А.И.ПРИСТАВКИН. Ночевала тучка золотая. М.: Книжная палата, 1988.
УКАЗ ПРЕЗИДИУМА ВЕРХОВНОГО СОВЕТА СССР О награждении орденами и медалями работников Наркомата Внутренних дел и Наркомата Государственной безопасности от 8 марта 1944 года*
За образцовое выполнение специальных заданий Правительства Указом Президиума Верховного Совета СССР награждены: Орденом Суворова 1-й степени - генеральный Комиссар госбезопасности Л.П.БЕРИЯ, Комиссар госбезопасности 2-го ранга Б.З.КОБУЛОВ, Комиссар госбезопасности 2-го ранга С.Н.КРУГЛОВ, Комиссар госбезопасности 2-го ранга И.А.СЕРОВ. Орденом Кутузова 1-й степени – генерал-полковник А.Н.АПОЛЛОНОВ, Комиссар госбезопасности 1-го ранга В.Н.МЕРКУЛОВ, генерал- майор И.И.ПИЯШЕВ. Орденом Суворова 2-й степени – Комиссар госбезопасности 2-го ранга В.С.АБАКУМОВ, Комиссар госбезопасности 2-го ранга милиции Е.С.ГРУШКО, генерал-лейтенант Н.П.СТАХАНОВ и другие, всего 13 человек.
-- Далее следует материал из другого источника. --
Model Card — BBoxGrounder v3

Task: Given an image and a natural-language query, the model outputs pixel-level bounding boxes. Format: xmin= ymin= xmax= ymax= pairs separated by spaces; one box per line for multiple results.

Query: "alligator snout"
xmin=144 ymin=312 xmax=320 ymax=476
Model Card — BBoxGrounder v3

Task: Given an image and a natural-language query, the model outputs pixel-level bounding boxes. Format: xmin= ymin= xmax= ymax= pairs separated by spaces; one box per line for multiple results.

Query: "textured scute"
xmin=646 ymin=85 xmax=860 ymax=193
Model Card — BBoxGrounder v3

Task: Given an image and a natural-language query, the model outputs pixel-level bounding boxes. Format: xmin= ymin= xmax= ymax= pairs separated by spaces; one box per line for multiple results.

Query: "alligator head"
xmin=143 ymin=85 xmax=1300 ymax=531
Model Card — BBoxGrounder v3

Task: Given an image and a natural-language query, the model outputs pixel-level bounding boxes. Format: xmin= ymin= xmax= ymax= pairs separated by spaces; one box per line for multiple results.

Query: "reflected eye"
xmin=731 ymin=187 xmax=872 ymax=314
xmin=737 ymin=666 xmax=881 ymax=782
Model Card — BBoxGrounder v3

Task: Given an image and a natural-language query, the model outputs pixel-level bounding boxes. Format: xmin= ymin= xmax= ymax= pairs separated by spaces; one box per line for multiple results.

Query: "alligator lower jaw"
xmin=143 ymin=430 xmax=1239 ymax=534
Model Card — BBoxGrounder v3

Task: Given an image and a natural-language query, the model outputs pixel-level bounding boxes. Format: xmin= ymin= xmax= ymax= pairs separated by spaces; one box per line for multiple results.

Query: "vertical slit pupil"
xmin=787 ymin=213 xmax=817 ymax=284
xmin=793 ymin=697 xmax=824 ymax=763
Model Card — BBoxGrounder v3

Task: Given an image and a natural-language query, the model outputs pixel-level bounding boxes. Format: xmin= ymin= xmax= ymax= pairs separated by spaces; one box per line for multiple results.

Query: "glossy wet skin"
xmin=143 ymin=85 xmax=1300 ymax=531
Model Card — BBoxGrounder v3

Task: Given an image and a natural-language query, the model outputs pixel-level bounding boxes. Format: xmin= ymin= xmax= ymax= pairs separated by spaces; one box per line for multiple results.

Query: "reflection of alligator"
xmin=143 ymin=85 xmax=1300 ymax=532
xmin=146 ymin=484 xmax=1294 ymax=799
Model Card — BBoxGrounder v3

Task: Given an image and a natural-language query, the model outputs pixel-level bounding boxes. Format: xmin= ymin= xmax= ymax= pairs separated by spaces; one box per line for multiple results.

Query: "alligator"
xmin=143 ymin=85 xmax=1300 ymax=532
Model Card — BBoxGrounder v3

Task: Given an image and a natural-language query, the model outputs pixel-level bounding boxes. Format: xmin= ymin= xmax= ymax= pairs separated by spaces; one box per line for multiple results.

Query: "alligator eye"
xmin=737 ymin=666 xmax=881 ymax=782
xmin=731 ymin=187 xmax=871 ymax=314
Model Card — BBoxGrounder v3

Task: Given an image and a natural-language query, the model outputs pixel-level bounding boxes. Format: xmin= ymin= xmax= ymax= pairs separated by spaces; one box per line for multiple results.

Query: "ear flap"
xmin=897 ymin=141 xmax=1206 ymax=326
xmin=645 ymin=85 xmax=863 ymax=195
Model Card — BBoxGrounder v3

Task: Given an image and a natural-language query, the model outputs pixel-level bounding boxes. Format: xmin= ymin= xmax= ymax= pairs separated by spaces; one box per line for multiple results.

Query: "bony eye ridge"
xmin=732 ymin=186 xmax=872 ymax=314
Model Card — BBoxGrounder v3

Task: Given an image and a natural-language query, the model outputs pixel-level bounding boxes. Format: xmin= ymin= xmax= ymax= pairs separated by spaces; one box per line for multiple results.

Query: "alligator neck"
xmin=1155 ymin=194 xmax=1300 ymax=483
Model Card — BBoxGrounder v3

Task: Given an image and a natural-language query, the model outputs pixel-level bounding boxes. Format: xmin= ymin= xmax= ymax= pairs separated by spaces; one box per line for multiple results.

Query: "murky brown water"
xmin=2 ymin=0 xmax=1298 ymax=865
Орденом Кутузова 2-й степени -17 человек, орденом Красного Знамени - 79 человек, орденом Отечественной войны 2-й степени -61 человек, орденом Красной Звезды -120 человек, медалью "За отвагу" - 258 человек, медалью "За боевые заслуги" - 111 человек...
«Грозненский рабочий». 1944. 10 марта _____________________________________ * Указ был издан в день, когда выполнялось очередное спецзадание Правительства: таким же способом выселялся балкарский народ.-Прим. ред.-сост.